Loyalty Shows Up: The Race that Changed Everything

The 2018 Boston Marathon is the emotional and philosophical climax of Linden’s story—the moment where every lesson converges. Battling freezing rain and personal doubt, Linden begins the race intending to drop out. Instead, she shows up for others. When Shalane Flanagan veers for a bathroom break around mile thirteen, Linden slows down to help pace her back—a gesture both tactical and human. That act turns into momentum; aiding someone else revives her own spark. It’s the paradox of loyalty: selflessness reignites selfhood.

Running Through Chaos

The Boston storm mirrors Linden’s internal one. She’s weighed down by strained coaching relationships and uncertain sponsorship. Yet amid headwinds and pelting rain, she stays present. Each mile becomes meditation: effort over ego. As competitors drop out, she channels instinct rather than tactics. Around Heartbreak Hill, she overtakes Gladys Chesir and Mamitu Daska, repeating to herself, “I’ve run thousands of miles so I would know what to do in these next four.” It’s her philosophy incarnate—preparation meeting surrender.

Victory Without Glamour

Crossing Boylston Street alone in torrential rain, Linden wins Boston—the first American woman in 33 years to do so. The triumph is raw, unscripted, and perfectly imperfect. She hugs Joan Benoit Samuelson at the finish, cups her frozen hands to her mouth, and whispers disbelief. Later, she reflects, “Choosing to run was choosing life.” The scene completes her transformation from outsider to champion without sacrificing humility. Winning, she realizes, is a by-product of loyalty—to others, to herself, and to the act of running.

Lesson

Showing up for others can save you from your own quitting point. Linden’s Boston win proves that compassion can be the strongest performance strategy of all.

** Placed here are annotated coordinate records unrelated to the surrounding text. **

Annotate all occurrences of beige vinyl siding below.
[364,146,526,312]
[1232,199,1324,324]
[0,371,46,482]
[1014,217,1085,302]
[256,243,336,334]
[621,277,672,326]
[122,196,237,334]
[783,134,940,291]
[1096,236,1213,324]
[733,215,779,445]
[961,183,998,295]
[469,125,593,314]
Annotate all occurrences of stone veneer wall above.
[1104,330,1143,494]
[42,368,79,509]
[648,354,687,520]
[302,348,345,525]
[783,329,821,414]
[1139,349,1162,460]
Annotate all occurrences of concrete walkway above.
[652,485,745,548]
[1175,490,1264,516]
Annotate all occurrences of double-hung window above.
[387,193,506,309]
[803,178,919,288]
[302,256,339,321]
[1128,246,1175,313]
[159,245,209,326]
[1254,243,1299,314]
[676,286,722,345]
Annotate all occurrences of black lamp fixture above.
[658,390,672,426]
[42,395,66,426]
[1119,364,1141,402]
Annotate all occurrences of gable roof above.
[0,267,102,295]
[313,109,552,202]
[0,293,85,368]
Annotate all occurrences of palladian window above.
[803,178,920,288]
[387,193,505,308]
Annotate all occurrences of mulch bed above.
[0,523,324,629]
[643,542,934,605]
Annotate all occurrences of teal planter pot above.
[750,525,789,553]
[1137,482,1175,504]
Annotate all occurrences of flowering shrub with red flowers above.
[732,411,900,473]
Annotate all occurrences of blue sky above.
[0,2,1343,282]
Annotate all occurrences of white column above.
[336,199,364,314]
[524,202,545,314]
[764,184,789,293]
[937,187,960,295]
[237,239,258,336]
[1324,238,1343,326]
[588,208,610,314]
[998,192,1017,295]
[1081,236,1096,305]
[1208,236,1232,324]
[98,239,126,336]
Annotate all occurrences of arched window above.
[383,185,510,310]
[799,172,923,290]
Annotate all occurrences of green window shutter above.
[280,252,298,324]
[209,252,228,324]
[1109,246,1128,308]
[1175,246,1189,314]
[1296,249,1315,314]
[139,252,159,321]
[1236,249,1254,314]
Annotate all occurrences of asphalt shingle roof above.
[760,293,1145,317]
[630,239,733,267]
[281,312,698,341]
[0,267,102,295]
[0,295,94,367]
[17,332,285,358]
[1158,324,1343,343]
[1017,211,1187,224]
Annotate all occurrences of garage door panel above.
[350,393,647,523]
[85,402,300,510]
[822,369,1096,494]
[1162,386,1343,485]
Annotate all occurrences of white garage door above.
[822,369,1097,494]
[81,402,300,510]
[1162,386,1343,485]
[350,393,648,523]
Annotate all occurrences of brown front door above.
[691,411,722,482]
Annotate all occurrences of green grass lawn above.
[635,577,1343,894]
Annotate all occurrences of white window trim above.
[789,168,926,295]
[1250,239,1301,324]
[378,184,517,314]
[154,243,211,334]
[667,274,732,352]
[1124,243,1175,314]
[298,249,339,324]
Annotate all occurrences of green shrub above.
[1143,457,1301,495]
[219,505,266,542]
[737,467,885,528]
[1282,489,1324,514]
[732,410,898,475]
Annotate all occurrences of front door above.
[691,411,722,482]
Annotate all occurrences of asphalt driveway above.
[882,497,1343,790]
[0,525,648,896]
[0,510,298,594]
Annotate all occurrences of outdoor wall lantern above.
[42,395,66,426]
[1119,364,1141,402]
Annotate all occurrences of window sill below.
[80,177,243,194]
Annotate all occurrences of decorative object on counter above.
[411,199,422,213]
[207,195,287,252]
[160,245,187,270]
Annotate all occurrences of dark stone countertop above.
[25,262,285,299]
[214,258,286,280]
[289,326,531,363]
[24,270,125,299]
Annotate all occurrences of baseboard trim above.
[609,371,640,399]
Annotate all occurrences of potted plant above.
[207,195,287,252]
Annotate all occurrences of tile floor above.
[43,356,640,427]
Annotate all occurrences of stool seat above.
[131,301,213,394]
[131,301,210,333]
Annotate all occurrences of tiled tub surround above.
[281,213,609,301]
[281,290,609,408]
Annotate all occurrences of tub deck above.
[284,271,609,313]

Another Season: What Endurance Teaches About Time

After victory, Linden refuses to idolize the finish line. “Winning bought me time,” she says. Another season means not resting on triumph but using success as breathing space. She grasps endurance’s quiet truth: it’s not infinite acceleration—it’s sustained curiosity. Post-Boston, she handles fame, sponsorship reshuffling, and the reshaping of her coaching future with pragmatism instead of vanity.

Grace in Success and Closure

Meeting Joan Benoit Samuelson, reuniting with Shalane, and receiving Gloria Ratti’s heartfelt scrapbooks cement her sense of legacy. But Linden recognizes legacy isn’t a pedestal—it’s partnership. She extends empathy to Dathan Ritzenhein and reconciles tension with former coaches. In a move symbolic of maturity, she hands her race gear to Gloria for the Boston museum, letting go materially but holding onto meaning. Each relationship, she realizes, stands as mile marker for growth.

The Eternal Race

Linden keeps racing beyond Boston—setting world records in the 50K, supporting cancer survivor Gabe Grunewald, and creating “Destober,” her pandemic running challenge. Yet her deeper motivation shifts toward legacy through example: proving that consistency outlasts peaks. She applies the same principle to life transitions, echoing Joan Didion’s wisdom: live in the world fully, not just endure it.

Lesson

The finish line is never final. Real endurance is using victory to craft more time—time to learn, to love, and to choose to run again.